Although the project had to struggle with quite a few adversities and learn some painful lessons, it is justified to say that the project has achieved nearly all of its objectives and even created technology, which was initially not included in the description of work.

Inspired by the platform concept in automotive industry we developed a platform concept for the design of mobile (logistic) robots. At the core of this platform concept is the idea to have a set of re-usable, scalable, modular building blocks, based on which we can rapidly design new robots and robotics applications and also address specific customer requirements. A key component in our platform concept is the SmartWheel. This drive has some outstanding properties that will also be essential for the future generations of mobile service robot, which are supposed to operate in close proximity to humans:
• The drive unit is inherently safe, which means it complies with an external force applied to its top plate and the vehicle frame, to which it is attached.
• Two or more drive units together can steer a robot omnidirectionally without each drive unit requiring a third actuator to rotate the drive unit around the vertical pivot axis.
• The design of the drive unit is instrumental to make the mobile (service) robots inherently safe by enabling it to comply with any external force applied to the vehicle.

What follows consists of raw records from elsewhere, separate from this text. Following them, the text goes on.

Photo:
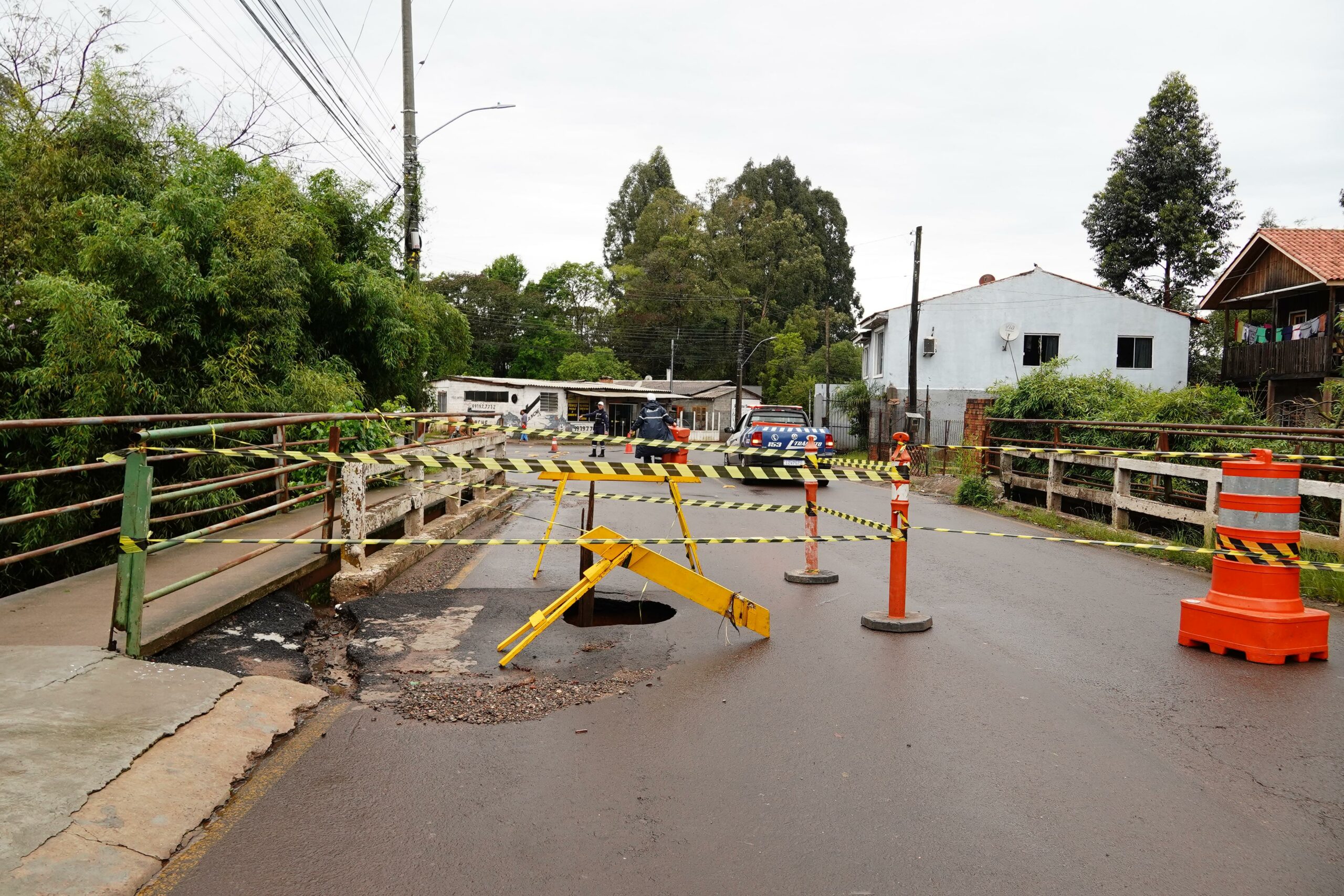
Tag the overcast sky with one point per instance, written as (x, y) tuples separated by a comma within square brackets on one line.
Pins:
[(991, 124)]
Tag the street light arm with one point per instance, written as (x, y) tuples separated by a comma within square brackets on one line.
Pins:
[(499, 105), (756, 347)]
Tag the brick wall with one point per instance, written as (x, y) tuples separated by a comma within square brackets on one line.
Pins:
[(975, 429)]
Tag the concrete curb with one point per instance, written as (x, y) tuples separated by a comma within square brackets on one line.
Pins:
[(879, 621), (812, 577)]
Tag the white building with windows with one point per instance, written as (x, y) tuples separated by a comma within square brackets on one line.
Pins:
[(964, 352), (702, 406)]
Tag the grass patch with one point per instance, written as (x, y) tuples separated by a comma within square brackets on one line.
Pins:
[(1316, 583)]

Besides the SmartWheel we developed a number of other basic mechatronic building blocks, such as a scalable, modular multiple docking station, a universal towing mechanism which is capable of handling a large variety of roll container, a haptic interface and a concept for shared task execution. Based on the SmartWheel we built a variety of logistic platforms to show the flexibility of our overall concept.

We integrated the developed hardware and software components into two use-cases as promised in the proposal. One use-case focused on the transportation of roll-containers, so-called MobiDik carts, which are used to transport various good in the hospital, by an autonomous towing robot. The second use-case aimed at the semi-autonomous transportation of sickbeds. In this use-case a flock of two robots, which push and pull the sickbed, is controlled by a novel haptic interface used by the care person. The robots serve as force amplifiers, so that the care person can move the sickbed with minimal force.